The effects of energy policies, such as conservation standards, on purchasers include a change in operating expense (usually decreased) of more efficient appliances or equipment and a change in purchase price (usually increased). The EES group analyzes the net effect on purchasers by calculating the LCC and PBP using engineering performance data, equipment prices, and the energy-use analysis data. Inputs to the LCC calculation include the cost to the purchaser of the installed equipment (purchase price plus installation cost), operating expenses (energy expenses and, if applicable, repair costs and maintenance costs), the lifetime of the equipment, and a discount rate.
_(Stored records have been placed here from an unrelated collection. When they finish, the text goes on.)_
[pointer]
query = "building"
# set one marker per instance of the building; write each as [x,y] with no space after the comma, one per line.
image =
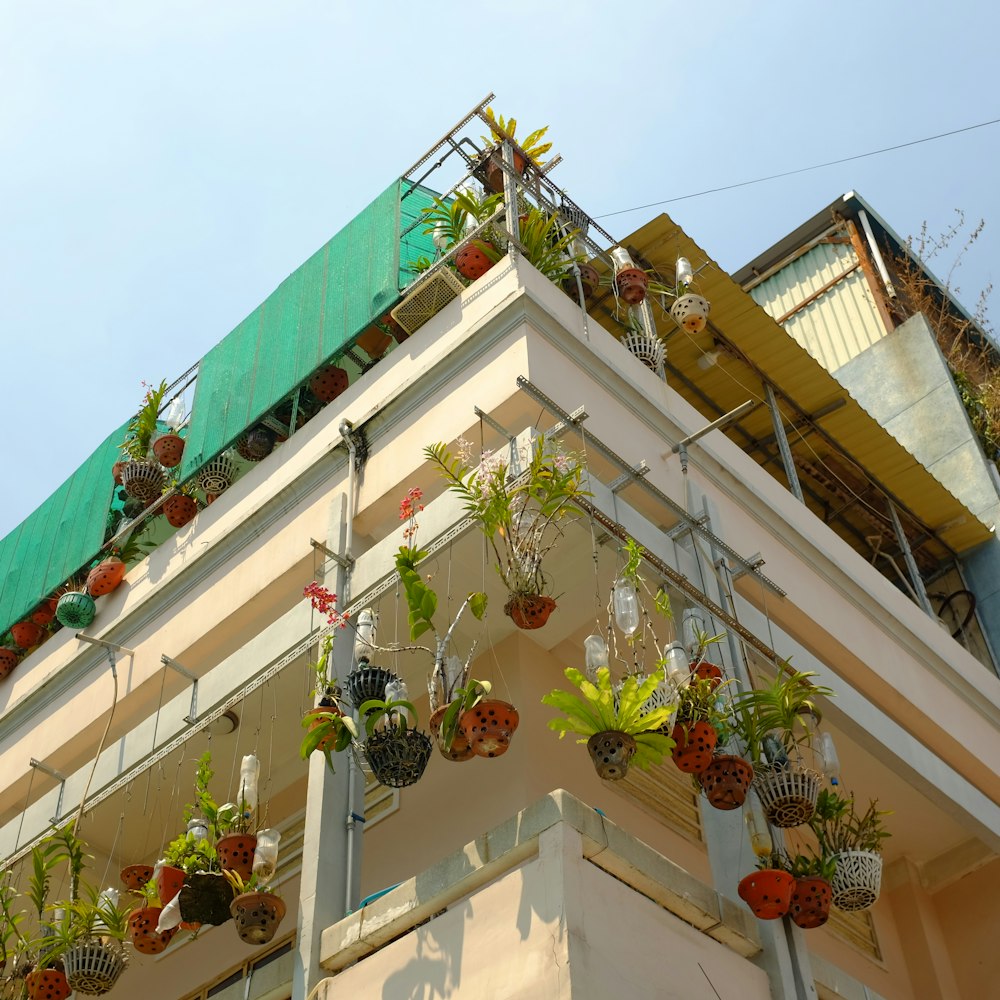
[525,875]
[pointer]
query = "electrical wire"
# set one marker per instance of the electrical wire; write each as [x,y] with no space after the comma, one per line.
[798,170]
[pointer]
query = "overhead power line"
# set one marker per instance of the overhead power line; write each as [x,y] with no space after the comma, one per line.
[800,170]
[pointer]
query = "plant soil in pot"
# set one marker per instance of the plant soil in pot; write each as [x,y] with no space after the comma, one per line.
[726,781]
[695,744]
[143,934]
[47,984]
[611,753]
[235,853]
[76,609]
[257,915]
[179,510]
[767,892]
[488,727]
[169,450]
[106,576]
[810,905]
[529,611]
[205,898]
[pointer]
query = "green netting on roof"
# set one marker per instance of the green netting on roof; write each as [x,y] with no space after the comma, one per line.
[60,537]
[313,315]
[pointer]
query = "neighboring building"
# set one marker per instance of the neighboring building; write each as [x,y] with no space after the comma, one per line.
[512,885]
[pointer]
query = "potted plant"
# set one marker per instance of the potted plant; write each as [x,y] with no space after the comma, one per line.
[852,842]
[776,725]
[521,509]
[619,730]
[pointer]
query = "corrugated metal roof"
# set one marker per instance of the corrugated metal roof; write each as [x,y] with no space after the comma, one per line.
[807,384]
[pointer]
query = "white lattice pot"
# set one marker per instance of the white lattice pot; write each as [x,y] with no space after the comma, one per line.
[93,967]
[787,792]
[858,880]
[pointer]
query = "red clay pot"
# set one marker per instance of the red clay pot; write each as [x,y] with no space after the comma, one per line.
[27,634]
[169,450]
[768,893]
[810,905]
[180,510]
[529,611]
[106,576]
[631,284]
[695,745]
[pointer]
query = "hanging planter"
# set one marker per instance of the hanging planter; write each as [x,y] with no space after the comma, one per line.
[93,967]
[767,892]
[180,509]
[169,450]
[106,576]
[529,611]
[726,781]
[329,382]
[257,915]
[691,312]
[143,480]
[488,727]
[810,903]
[76,609]
[143,934]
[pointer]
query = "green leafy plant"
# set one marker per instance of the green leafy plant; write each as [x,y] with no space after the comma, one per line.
[597,708]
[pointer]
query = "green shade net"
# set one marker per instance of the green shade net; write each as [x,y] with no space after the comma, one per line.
[60,537]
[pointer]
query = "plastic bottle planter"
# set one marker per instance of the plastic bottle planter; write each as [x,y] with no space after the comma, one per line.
[529,611]
[767,892]
[787,793]
[76,609]
[143,480]
[810,905]
[726,781]
[257,915]
[169,450]
[611,753]
[858,880]
[488,727]
[143,934]
[218,475]
[235,852]
[93,967]
[691,312]
[398,757]
[695,743]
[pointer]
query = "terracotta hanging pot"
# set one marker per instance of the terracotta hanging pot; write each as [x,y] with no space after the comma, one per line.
[180,509]
[47,984]
[26,634]
[257,915]
[489,726]
[106,576]
[631,285]
[473,261]
[726,781]
[143,934]
[235,853]
[695,744]
[460,748]
[169,450]
[529,611]
[767,892]
[611,753]
[810,904]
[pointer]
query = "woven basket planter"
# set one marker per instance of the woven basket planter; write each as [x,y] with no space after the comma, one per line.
[398,757]
[858,880]
[218,475]
[94,967]
[787,793]
[143,480]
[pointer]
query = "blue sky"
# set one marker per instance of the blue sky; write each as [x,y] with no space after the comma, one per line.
[163,166]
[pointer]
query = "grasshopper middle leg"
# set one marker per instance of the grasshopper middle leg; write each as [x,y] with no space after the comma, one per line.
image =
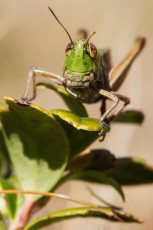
[33,73]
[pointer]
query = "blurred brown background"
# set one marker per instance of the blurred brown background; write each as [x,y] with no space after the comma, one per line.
[29,35]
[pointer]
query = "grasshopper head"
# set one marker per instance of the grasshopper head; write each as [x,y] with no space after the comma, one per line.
[79,66]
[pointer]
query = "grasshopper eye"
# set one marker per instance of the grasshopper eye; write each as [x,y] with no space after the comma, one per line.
[69,48]
[93,50]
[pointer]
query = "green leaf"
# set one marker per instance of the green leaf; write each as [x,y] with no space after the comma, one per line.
[131,171]
[5,167]
[37,144]
[11,205]
[96,159]
[101,212]
[2,223]
[94,177]
[81,131]
[73,104]
[130,116]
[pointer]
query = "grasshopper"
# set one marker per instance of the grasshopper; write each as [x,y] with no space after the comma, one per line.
[88,76]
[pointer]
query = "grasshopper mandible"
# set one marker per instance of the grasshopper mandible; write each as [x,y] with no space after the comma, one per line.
[87,75]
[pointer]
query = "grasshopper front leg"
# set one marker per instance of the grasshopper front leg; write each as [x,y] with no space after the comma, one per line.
[116,98]
[33,73]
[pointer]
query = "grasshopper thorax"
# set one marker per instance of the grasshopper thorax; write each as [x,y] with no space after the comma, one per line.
[80,68]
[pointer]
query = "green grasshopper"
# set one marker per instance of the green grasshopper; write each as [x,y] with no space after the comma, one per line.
[87,75]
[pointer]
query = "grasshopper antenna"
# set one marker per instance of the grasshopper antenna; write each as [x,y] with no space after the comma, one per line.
[90,36]
[61,24]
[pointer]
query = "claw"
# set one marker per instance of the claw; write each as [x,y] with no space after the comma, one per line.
[23,101]
[102,132]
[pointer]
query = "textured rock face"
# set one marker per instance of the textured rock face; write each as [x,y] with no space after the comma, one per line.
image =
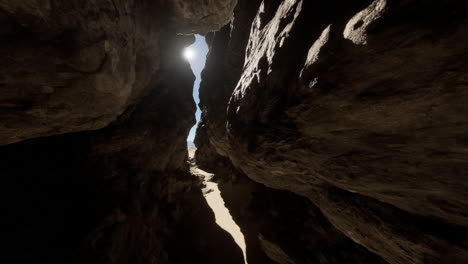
[117,195]
[361,109]
[117,190]
[69,66]
[200,16]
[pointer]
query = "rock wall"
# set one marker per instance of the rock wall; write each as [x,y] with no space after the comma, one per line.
[359,106]
[95,108]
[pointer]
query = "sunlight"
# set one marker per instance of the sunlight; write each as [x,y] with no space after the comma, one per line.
[189,53]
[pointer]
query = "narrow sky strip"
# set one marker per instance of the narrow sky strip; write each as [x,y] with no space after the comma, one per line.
[196,55]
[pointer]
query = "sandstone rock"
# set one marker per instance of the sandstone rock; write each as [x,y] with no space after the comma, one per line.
[362,109]
[200,16]
[121,194]
[69,66]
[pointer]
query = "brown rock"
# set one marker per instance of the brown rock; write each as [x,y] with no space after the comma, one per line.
[361,109]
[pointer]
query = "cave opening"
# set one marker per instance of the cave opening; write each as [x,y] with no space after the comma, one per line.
[196,54]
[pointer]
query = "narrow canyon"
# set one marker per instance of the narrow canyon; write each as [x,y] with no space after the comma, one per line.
[329,132]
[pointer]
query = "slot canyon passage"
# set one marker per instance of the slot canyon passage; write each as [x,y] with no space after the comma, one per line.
[336,131]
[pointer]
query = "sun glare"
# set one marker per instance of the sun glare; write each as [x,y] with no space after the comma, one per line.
[189,53]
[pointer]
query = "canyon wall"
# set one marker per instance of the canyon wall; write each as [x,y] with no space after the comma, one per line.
[348,116]
[95,108]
The EES group conducts the LCC and PBP analysis by modeling both the uncertainty and variability in the inputs using Monte Carlo simulation and probability distributions. The Monte Carlo approach provides a significant advantage over other approaches (such as an approach using typical or average values to characterize inputs) by identifying the percentage of purchasers benefiting and burdened by a prospective standard.

The Monte Carlo simulation is implemented using Microsoft Excel spreadsheets and the Crystal Ball add-in program. Each Monte Carlo simulation would typically consist of 10,000 LCC and PBP calculations. Each calculation uses input values sampled from a probability distribution or defined as single point values. For example, probability distributions are used to characterize equipment lifetimes and discount rates, while point values characterize the other LCC inputs. The analysis results are presented as a distribution of LCC values and summary statistics such as average LCC, standard deviation, and so on. The variability in the energy use or annual energy consumption (AEC) is also handled in this manner.